Loads of DEAct related posts here if you want to take a look.
5 replies on “Broadband traffic management – a thing of the past? #UKNOF28”
Plusnet (aka BT Sheffield) seem proud of their traffic management, and Sky still say they use it on their BT Wholesale based Sky Connect service http://www.sky.com/shop/terms-conditions/broadband/network-management-policy/
OFCOM’s requirement for transparency may have been a factor in the market move http://consumers.ofcom.org.uk/2013/09/internet-traffic-management/
BT man told me that if I switched I would not be affected by netflix watcherers ie consistent guaranteed speed.
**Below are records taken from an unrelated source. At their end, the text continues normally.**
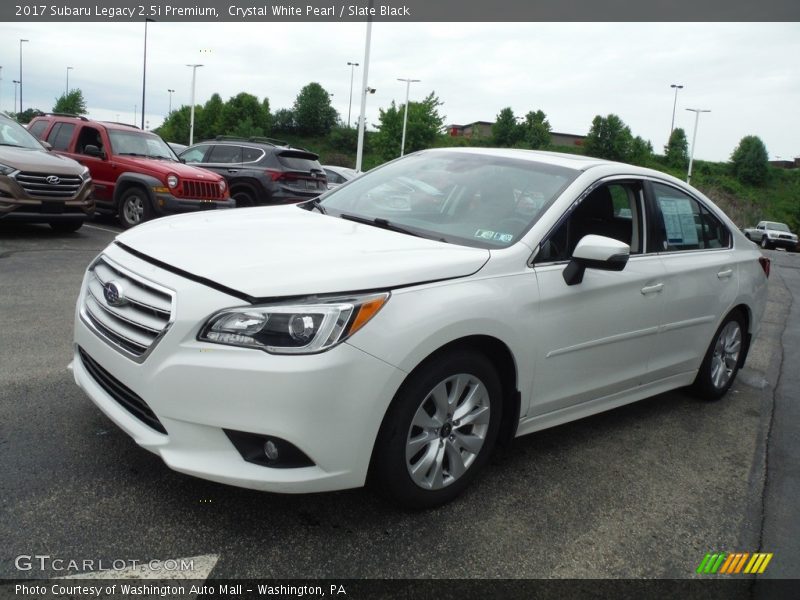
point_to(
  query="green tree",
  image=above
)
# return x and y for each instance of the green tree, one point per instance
(750, 160)
(313, 113)
(423, 127)
(537, 130)
(677, 150)
(609, 138)
(506, 131)
(71, 103)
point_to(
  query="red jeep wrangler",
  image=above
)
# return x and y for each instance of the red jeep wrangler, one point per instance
(136, 175)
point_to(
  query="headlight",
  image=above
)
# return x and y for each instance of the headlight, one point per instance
(303, 328)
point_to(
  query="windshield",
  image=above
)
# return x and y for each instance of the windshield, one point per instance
(14, 134)
(778, 227)
(457, 197)
(139, 143)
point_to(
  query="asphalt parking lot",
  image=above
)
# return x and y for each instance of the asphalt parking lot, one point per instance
(644, 491)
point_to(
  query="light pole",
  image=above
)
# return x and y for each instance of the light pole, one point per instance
(676, 87)
(144, 66)
(696, 112)
(405, 113)
(15, 82)
(350, 108)
(20, 73)
(191, 111)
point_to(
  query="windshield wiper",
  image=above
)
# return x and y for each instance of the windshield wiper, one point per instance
(380, 222)
(314, 203)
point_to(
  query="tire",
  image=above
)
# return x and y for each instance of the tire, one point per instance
(722, 360)
(134, 208)
(439, 431)
(243, 198)
(66, 226)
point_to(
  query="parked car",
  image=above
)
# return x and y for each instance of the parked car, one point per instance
(40, 187)
(259, 170)
(338, 175)
(770, 234)
(342, 341)
(136, 175)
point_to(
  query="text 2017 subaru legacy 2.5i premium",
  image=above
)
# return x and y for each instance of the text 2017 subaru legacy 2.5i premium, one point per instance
(396, 329)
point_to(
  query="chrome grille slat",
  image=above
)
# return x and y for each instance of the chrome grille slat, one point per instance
(35, 185)
(137, 325)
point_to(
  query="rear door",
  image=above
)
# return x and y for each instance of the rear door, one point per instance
(700, 277)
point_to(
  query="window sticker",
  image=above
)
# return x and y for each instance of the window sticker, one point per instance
(494, 236)
(679, 221)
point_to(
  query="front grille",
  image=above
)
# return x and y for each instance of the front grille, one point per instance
(37, 186)
(201, 189)
(134, 326)
(124, 396)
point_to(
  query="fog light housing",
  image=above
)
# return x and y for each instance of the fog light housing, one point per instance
(268, 450)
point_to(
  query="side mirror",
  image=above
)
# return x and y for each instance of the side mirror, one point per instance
(596, 252)
(92, 150)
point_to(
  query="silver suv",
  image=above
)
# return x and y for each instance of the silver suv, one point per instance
(40, 187)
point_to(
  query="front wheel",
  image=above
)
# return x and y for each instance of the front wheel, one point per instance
(439, 431)
(721, 363)
(134, 208)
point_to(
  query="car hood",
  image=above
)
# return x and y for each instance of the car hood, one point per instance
(165, 167)
(288, 251)
(26, 159)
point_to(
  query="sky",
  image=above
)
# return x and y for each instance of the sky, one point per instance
(746, 74)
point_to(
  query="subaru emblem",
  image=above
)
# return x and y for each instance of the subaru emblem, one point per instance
(112, 292)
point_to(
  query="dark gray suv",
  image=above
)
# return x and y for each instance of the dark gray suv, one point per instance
(260, 171)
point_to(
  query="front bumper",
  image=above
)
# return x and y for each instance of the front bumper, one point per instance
(329, 405)
(167, 204)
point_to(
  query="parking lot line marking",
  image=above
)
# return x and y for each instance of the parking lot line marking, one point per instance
(193, 567)
(115, 232)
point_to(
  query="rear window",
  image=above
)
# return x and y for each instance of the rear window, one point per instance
(299, 161)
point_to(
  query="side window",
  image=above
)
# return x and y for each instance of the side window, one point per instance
(682, 223)
(223, 154)
(194, 154)
(37, 129)
(88, 136)
(60, 136)
(611, 210)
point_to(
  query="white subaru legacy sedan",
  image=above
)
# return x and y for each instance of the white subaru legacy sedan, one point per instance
(398, 328)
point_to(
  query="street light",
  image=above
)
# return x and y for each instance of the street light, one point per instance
(144, 66)
(674, 104)
(20, 73)
(350, 108)
(405, 114)
(191, 112)
(696, 112)
(15, 94)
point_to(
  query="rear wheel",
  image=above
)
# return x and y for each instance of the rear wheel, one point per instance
(134, 208)
(721, 363)
(439, 431)
(66, 226)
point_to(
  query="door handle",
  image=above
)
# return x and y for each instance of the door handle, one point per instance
(652, 289)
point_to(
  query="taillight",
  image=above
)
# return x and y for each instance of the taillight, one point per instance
(765, 264)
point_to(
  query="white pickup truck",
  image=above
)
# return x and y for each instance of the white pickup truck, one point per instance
(772, 235)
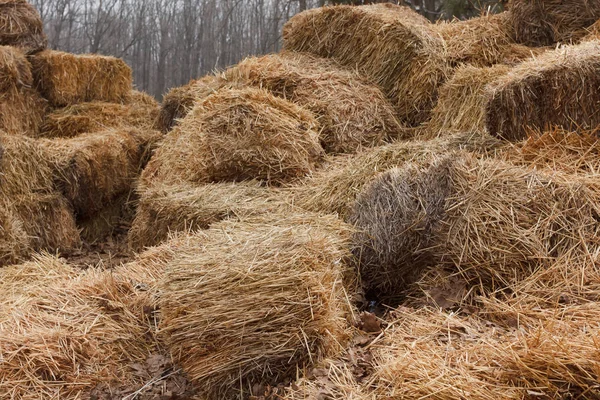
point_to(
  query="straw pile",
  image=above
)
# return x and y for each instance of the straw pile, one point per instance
(395, 47)
(483, 41)
(461, 98)
(547, 91)
(246, 303)
(492, 222)
(180, 101)
(94, 169)
(333, 189)
(64, 332)
(164, 209)
(98, 116)
(237, 135)
(65, 79)
(21, 26)
(545, 22)
(21, 107)
(352, 112)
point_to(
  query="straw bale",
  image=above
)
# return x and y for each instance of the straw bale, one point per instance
(14, 242)
(247, 303)
(498, 222)
(392, 45)
(333, 189)
(545, 22)
(353, 113)
(558, 88)
(63, 332)
(164, 209)
(180, 100)
(97, 116)
(94, 169)
(483, 41)
(460, 106)
(237, 135)
(21, 26)
(65, 79)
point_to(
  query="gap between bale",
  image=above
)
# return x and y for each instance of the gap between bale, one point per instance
(237, 135)
(91, 78)
(254, 334)
(353, 113)
(21, 26)
(392, 45)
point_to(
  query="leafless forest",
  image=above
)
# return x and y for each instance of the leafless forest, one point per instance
(168, 42)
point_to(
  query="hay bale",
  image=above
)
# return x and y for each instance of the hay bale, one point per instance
(483, 41)
(98, 116)
(94, 169)
(164, 209)
(352, 112)
(547, 91)
(21, 107)
(180, 100)
(274, 296)
(21, 26)
(392, 45)
(63, 332)
(545, 22)
(333, 189)
(460, 106)
(237, 135)
(498, 222)
(15, 244)
(65, 79)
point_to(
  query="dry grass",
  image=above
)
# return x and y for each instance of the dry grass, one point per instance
(558, 88)
(94, 169)
(21, 108)
(246, 303)
(483, 41)
(64, 332)
(90, 78)
(98, 116)
(237, 135)
(498, 222)
(545, 22)
(392, 45)
(352, 112)
(180, 100)
(21, 26)
(164, 209)
(334, 188)
(460, 106)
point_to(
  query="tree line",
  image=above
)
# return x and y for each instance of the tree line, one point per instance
(169, 42)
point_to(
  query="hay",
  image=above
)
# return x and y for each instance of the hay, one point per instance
(21, 26)
(94, 169)
(334, 188)
(164, 209)
(483, 41)
(180, 101)
(237, 135)
(65, 79)
(394, 46)
(558, 88)
(248, 303)
(545, 22)
(352, 112)
(21, 108)
(63, 332)
(499, 222)
(461, 99)
(14, 242)
(98, 116)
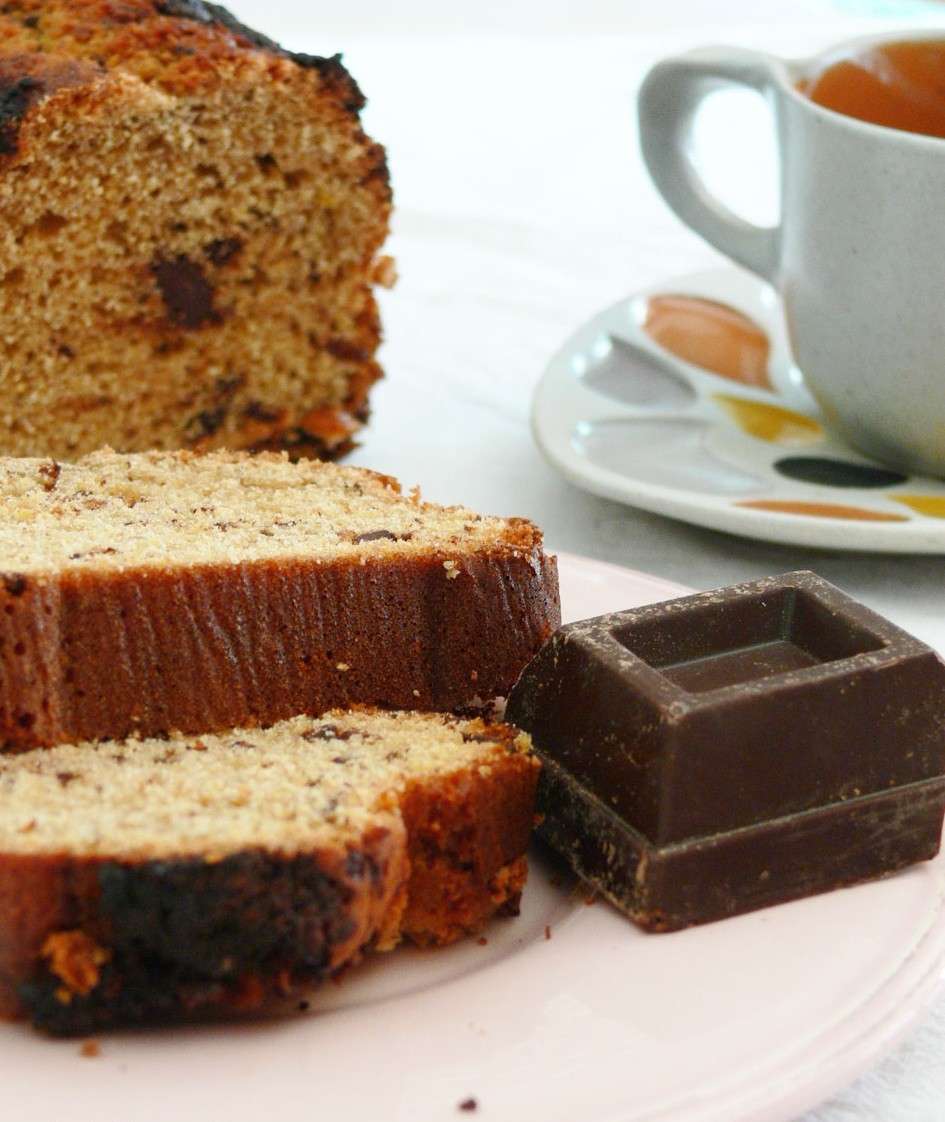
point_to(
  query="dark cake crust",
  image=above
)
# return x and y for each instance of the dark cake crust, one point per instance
(89, 944)
(167, 940)
(97, 656)
(71, 60)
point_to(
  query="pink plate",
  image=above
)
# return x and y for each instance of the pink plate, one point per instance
(757, 1018)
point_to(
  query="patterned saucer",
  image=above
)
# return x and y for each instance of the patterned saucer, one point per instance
(685, 401)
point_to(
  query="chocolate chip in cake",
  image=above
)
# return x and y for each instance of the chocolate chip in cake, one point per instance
(14, 582)
(204, 423)
(329, 733)
(222, 250)
(185, 291)
(49, 475)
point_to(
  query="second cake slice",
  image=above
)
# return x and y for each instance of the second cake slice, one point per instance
(161, 880)
(166, 591)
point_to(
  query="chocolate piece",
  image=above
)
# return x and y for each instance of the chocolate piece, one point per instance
(736, 748)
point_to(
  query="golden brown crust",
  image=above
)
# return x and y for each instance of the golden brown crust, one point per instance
(94, 656)
(467, 838)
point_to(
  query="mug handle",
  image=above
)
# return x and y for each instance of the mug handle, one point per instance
(669, 98)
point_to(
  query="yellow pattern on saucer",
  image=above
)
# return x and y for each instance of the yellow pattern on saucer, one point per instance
(771, 422)
(932, 506)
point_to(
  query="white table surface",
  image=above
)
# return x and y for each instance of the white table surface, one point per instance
(522, 209)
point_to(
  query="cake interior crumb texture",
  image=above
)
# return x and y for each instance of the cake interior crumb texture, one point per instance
(305, 783)
(192, 219)
(115, 512)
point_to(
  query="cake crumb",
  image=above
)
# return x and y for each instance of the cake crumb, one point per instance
(385, 272)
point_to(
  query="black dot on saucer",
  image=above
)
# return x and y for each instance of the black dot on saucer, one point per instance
(820, 469)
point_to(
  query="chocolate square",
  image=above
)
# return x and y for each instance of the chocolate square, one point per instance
(736, 747)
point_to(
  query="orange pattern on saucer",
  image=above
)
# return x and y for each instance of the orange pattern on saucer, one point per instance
(771, 422)
(713, 336)
(822, 511)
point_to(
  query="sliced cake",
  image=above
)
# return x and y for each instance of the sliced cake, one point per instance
(152, 592)
(192, 217)
(161, 880)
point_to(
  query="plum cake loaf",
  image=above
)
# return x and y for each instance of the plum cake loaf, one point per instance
(158, 880)
(190, 221)
(161, 591)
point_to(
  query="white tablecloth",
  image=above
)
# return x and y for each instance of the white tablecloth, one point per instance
(522, 209)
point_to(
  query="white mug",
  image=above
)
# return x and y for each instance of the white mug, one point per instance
(859, 255)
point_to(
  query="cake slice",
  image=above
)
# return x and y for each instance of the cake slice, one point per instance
(161, 880)
(152, 592)
(192, 217)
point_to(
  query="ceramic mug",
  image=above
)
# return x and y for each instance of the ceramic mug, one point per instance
(859, 255)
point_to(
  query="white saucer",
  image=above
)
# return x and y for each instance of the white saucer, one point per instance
(749, 1020)
(622, 417)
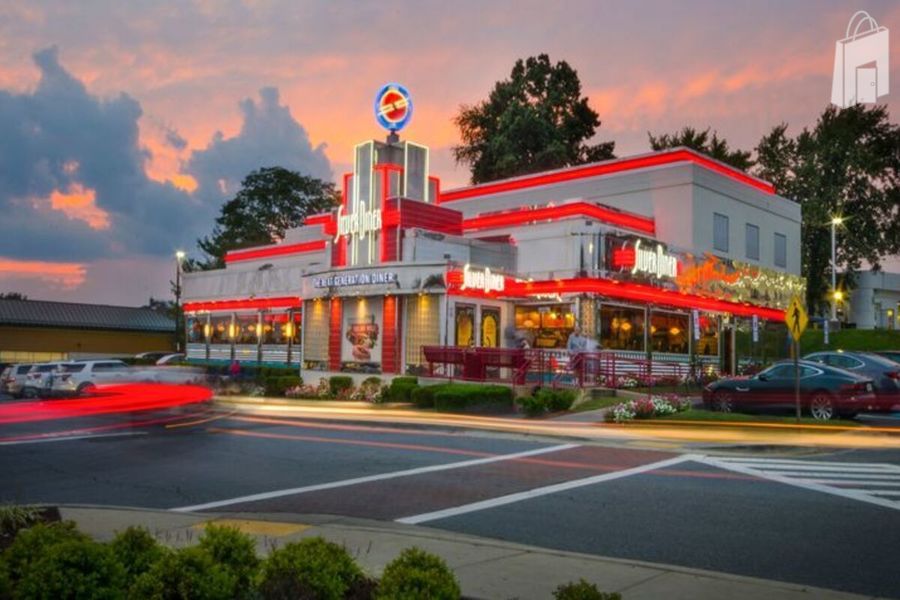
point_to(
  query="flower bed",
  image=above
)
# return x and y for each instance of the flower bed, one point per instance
(647, 408)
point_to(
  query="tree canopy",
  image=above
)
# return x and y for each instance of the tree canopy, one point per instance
(702, 141)
(846, 166)
(271, 201)
(534, 121)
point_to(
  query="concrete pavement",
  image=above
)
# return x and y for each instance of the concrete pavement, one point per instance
(486, 568)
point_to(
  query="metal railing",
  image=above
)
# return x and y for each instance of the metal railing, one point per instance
(553, 368)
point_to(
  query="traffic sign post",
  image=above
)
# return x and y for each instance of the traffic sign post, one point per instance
(796, 319)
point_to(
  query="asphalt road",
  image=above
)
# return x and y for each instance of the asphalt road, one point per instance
(829, 520)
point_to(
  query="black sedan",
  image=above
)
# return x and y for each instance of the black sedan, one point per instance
(825, 392)
(884, 373)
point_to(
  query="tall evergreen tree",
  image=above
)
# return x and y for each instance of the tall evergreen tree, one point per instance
(533, 121)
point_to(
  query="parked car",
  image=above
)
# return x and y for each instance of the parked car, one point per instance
(893, 355)
(825, 392)
(170, 359)
(884, 373)
(80, 378)
(39, 379)
(13, 379)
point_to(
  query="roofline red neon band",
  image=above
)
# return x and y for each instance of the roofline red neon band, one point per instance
(607, 168)
(620, 290)
(575, 209)
(244, 304)
(275, 251)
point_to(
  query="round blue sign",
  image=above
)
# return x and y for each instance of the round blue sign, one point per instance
(393, 107)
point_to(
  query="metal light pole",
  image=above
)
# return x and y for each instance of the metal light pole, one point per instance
(835, 221)
(179, 258)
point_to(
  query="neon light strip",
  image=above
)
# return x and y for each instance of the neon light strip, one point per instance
(275, 251)
(607, 168)
(621, 290)
(246, 303)
(575, 209)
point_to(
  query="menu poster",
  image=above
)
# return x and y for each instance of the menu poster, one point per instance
(362, 331)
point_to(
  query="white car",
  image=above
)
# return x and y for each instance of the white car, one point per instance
(13, 379)
(39, 379)
(80, 378)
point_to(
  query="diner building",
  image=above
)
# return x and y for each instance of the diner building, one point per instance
(669, 255)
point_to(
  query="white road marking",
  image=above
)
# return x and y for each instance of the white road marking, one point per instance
(543, 491)
(753, 467)
(69, 438)
(370, 478)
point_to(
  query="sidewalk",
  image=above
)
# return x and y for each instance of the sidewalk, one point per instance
(486, 568)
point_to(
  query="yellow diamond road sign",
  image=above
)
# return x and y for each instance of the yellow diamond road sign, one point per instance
(796, 318)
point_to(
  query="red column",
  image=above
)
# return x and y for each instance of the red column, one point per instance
(390, 342)
(334, 335)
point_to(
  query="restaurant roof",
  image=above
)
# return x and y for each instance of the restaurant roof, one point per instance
(42, 313)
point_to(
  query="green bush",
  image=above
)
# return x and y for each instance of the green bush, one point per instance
(137, 550)
(186, 574)
(235, 552)
(338, 383)
(423, 397)
(461, 396)
(33, 543)
(310, 568)
(583, 590)
(73, 569)
(415, 575)
(533, 406)
(278, 385)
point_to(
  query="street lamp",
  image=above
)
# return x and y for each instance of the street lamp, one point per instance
(179, 258)
(835, 221)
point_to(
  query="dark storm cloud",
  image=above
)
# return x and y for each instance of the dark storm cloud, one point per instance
(269, 137)
(60, 137)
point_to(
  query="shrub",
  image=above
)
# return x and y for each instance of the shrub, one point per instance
(423, 397)
(401, 389)
(186, 574)
(73, 569)
(279, 385)
(310, 568)
(533, 406)
(583, 590)
(137, 550)
(460, 396)
(416, 574)
(33, 543)
(338, 383)
(235, 552)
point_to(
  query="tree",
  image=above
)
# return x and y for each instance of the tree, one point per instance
(13, 296)
(271, 201)
(533, 121)
(847, 166)
(701, 141)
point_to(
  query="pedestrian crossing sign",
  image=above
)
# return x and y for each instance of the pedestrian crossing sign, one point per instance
(796, 318)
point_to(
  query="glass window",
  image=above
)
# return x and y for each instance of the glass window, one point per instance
(720, 232)
(780, 259)
(669, 332)
(546, 326)
(752, 242)
(221, 330)
(246, 329)
(708, 344)
(490, 327)
(621, 328)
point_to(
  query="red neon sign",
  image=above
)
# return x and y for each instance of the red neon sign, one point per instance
(275, 251)
(552, 213)
(244, 304)
(608, 168)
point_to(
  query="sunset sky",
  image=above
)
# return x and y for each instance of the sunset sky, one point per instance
(125, 125)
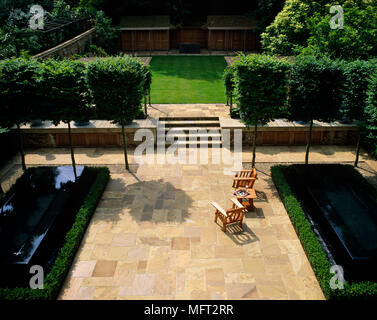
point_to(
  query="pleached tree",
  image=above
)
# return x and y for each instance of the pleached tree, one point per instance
(356, 76)
(66, 95)
(117, 88)
(17, 95)
(261, 88)
(316, 86)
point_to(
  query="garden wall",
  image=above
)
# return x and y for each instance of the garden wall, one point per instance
(283, 133)
(102, 133)
(73, 46)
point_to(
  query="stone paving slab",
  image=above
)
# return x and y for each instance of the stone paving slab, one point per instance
(153, 235)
Clearly being in an SfBB not spot in Aberdeen I am a little sceptical.
I’m surprised at that because I thought several of the major ISPs still did it.
Sky says it does:
http://www.sky.com/shop/terms-conditions/broadband/network-management-policy/
As does PlusNet:
http://www.plus.net/support/broadband/speed_guide/traffic_management.shtml
BT says it doesn’t, but does prioritise its own BT Vision product over other traffic:
http://www.plus.net/support/broadband/speed_guide/traffic_management.shtml
And Virgin says it has stopped traffic shaping but does now throttle according to usage in peak periods:
http://my.virginmedia.com/traffic-management/traffic-management-policy-20Mb-or-lower.html
A lot of piracy has also switched to website based cyberlockers (online storage), while P2P pirates tend to be using more anon VPN / Proxy style solutions and so understanding the exact movement of traffic for P2P is now much more difficult at the ISP level.
Ironically many pirates seem to pay for these VPN/Proxy solutions to get good speeds, which is money that Rights Holders are missing because many still can’t provide the content that people want and in the way they want it.
Spotify, Netflix and NOW TV etc. all help but they don’t show 100% of everything.. only bits and pieces, you need more than one sub to get it all and this is confusing. Plus cinema releases remain stuck in a linear/physical distribution model, while younger surfers can’t easily afford the high price tags for modern video games.
It’s a complex problem and the DEAct isn’t really going to solve that.
could be it’s been removed on selective services. suspect the higher end unlimited ones but did get the impression it was for all.